THY çalışanlarını greve götüren süreç, şirket ile Hava-iş Sendikası arasındaki görüşmelerin, "uyuşmazlık zaptı"nın 19 Mart'ta imzalanması ile çıkmazı girişiyle hızlandı. Hava-İş Sendikası, çeşitli vesilelerle yaptığı açıklamalarda "çalışan haklarının geriye götürülmek istendiği"ni duyurdu. Yüzde 10.45 olarak açıklanan resmi enflasyon rakalmlarına karşılık THY'nin çalışanlarına öngördüğü zam oranı yüzde 3'te kalmış, ayrıca uçuş güveliğini riske eden "dinlenme sürelerinin kısaltılışı" gibi maddeler, görüşmelerin bir sonuca ulaşamadan tıkanmasına yol açmıştı.

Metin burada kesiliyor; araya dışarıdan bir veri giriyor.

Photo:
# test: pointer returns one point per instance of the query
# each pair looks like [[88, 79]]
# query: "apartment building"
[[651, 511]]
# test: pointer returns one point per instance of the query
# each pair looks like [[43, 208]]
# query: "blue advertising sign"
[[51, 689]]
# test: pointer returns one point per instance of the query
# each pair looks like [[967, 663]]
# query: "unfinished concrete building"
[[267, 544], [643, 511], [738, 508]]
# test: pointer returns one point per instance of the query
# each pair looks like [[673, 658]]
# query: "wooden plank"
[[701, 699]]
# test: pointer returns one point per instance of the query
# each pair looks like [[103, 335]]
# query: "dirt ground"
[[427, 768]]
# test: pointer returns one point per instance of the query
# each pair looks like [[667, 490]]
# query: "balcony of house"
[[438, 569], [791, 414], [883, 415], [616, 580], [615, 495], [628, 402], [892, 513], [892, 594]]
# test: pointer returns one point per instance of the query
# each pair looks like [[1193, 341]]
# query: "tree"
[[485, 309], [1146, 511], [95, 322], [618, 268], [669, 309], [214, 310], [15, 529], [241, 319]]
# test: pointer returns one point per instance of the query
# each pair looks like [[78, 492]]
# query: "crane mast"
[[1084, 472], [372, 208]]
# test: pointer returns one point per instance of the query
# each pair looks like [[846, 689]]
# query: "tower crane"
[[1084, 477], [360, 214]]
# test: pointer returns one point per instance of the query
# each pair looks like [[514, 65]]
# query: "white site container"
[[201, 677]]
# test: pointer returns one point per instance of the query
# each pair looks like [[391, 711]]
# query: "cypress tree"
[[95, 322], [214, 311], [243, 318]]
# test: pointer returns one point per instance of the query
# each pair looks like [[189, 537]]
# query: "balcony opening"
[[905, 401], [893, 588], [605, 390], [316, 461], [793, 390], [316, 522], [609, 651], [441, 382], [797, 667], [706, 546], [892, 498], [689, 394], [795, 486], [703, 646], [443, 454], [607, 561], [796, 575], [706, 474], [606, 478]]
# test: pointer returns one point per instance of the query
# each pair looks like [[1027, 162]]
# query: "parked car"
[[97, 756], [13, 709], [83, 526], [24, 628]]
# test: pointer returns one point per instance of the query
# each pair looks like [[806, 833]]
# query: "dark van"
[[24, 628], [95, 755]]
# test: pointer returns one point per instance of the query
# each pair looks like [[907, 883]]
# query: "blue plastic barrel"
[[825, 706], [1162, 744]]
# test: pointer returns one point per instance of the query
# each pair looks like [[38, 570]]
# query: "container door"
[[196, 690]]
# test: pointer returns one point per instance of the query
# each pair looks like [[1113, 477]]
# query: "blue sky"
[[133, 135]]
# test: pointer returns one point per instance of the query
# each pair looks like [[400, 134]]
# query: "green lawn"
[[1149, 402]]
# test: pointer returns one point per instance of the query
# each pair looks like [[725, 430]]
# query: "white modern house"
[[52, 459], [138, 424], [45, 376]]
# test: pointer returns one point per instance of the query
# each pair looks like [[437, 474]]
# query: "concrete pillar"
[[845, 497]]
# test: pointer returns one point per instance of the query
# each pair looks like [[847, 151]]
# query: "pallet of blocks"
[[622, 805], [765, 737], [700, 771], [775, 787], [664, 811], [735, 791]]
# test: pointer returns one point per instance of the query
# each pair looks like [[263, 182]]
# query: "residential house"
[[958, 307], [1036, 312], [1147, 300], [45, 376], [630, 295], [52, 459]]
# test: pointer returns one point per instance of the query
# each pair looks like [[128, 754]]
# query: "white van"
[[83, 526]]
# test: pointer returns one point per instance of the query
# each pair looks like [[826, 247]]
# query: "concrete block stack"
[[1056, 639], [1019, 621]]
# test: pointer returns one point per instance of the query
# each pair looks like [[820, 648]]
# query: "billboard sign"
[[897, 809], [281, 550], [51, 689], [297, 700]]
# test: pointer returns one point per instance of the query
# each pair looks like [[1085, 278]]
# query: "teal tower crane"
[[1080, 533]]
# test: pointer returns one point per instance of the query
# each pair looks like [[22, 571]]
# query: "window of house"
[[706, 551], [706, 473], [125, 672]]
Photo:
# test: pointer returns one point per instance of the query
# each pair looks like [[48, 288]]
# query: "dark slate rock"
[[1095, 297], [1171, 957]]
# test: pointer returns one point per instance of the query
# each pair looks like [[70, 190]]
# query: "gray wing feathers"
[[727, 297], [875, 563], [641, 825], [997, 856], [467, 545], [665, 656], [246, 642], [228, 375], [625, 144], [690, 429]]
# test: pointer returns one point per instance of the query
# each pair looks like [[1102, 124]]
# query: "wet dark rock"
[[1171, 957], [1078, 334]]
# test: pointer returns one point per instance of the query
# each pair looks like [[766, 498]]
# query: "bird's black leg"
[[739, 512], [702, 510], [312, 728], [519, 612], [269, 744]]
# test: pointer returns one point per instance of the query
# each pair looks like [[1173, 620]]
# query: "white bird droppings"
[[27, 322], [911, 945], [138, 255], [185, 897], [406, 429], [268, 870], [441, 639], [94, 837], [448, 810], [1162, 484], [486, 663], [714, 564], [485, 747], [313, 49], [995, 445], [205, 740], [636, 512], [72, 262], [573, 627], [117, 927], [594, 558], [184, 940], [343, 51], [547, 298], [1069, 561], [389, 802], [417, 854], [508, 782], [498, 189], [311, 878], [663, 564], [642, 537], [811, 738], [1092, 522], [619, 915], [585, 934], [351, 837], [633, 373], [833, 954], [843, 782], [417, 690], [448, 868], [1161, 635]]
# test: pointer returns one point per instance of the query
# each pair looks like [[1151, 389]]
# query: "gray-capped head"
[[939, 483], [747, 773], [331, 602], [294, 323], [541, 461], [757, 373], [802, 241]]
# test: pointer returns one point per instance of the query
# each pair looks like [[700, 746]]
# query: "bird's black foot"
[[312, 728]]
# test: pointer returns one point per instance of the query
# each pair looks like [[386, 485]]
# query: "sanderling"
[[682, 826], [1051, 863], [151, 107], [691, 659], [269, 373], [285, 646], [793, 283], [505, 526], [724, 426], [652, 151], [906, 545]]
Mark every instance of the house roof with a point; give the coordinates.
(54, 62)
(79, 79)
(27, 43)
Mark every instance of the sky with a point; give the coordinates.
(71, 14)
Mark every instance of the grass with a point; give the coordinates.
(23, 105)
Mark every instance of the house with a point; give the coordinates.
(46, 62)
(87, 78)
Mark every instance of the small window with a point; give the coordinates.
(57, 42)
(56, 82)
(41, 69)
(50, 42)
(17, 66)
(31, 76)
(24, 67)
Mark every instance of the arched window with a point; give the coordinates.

Kuşkusuz işlerin çığırından çıkmasına vesile olan girişim, "Milletin Temsilcisi" edebiyatıyla Türkiye insanının kodlarına "kutsal" bir varlık olarak nüfuz etmek isteyen meclisin, "havacılık hizmetlerine grev yasağı getirilmesini öngören" yasa teklifiydi. Grev gibi olası bir tehlikeyi engelleme girişimine kendilerini adamış "yöneticiler", bir kez daha, çalışanın, emekçinin, işçinin, memurun; Marx'ın deyimiyle, "tüm zenginlikleri yaratan, ama ona sahip olamayan"ların değil, sermayenin devleti olduğunu gösterdi.
Karara tepki gösteren THY çalışanları haklı tepkilerini 20 saatlik iş bırakma eylemiyle gösterdi. THY'nin 200 seferi iptal edildi, yolcular otellere yerleştirildi. Ulaştırma Bakanı Yıldırım, grevin hukuki olmadığını, söyledi. Resmi makamların "kanunen suç" yaygarası THY için zaten içselleştirmiş olduğu, devlet desteğini arkasına alma durumu yarattı; bundan sonraki eylemleri için, "hukuk" kılıfına giydirilmiş "iş ve işçi kıyımı" sürecine daha büyük bir cesaretle girdi.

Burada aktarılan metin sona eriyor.